Der Hauptfeind des Bacchanals ist der Gedanke an alles andere, die Unfähigkeit, ausschließlich im Jetzt zu leben.
Es gibt eine große massentaugliche Gruppenberauschung, die in diesem Zusammenhang nicht unerwähnt bleiben kann: das Oktoberfest. Wie verhält es sich damit? Nun, ich heiße es gut, aber ein Bacchanal ist das natürlich nicht, dafür sind Publikum und Getränke zu demokratisch oder besser: zu plebejisch. Der Bierrausch erhebt den Menschen nicht, sondern macht ihn schwer und dröge. Aber immerhin: Die Wiesn bedeutet eine Auszeit vom alltäglichen Reglementiertwerden. Der von Verhaltensvorschriften und Vernunftgründen umstellte, durchoptimierte Mensch der Spätzivilisation darf ausnahmsweise einmal in der Ekstase des kollektiven Rausches versinken.
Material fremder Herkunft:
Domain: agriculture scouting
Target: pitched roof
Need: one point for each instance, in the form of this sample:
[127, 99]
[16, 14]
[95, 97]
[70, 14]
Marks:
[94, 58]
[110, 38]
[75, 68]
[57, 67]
Mit dem Bacchanten gemeinsam hat der Wiesnbesucher das Problem des nächsten Morgens, auch wenn das Oktoberfestbier einen aggressiveren Kater macht als jede beliebige Abfolge von Weinen und Digestifs. Der alte Ernst Jünger, der noch mit hundert Lenzen dem Champagner so beschwingt zusprach, dass ihn der 30 Jahre jüngere Rudolf Augstein glühend beneidete, hat einmal beklagt, dass die heutige Jugend den Anstrengungen des Trankes nicht mehr gewachsen sei. Für alle großen Freuden hat der Mensch einen Preis zu zahlen. Aber ohne den Preis zu entrichten, erlangt er sie nie.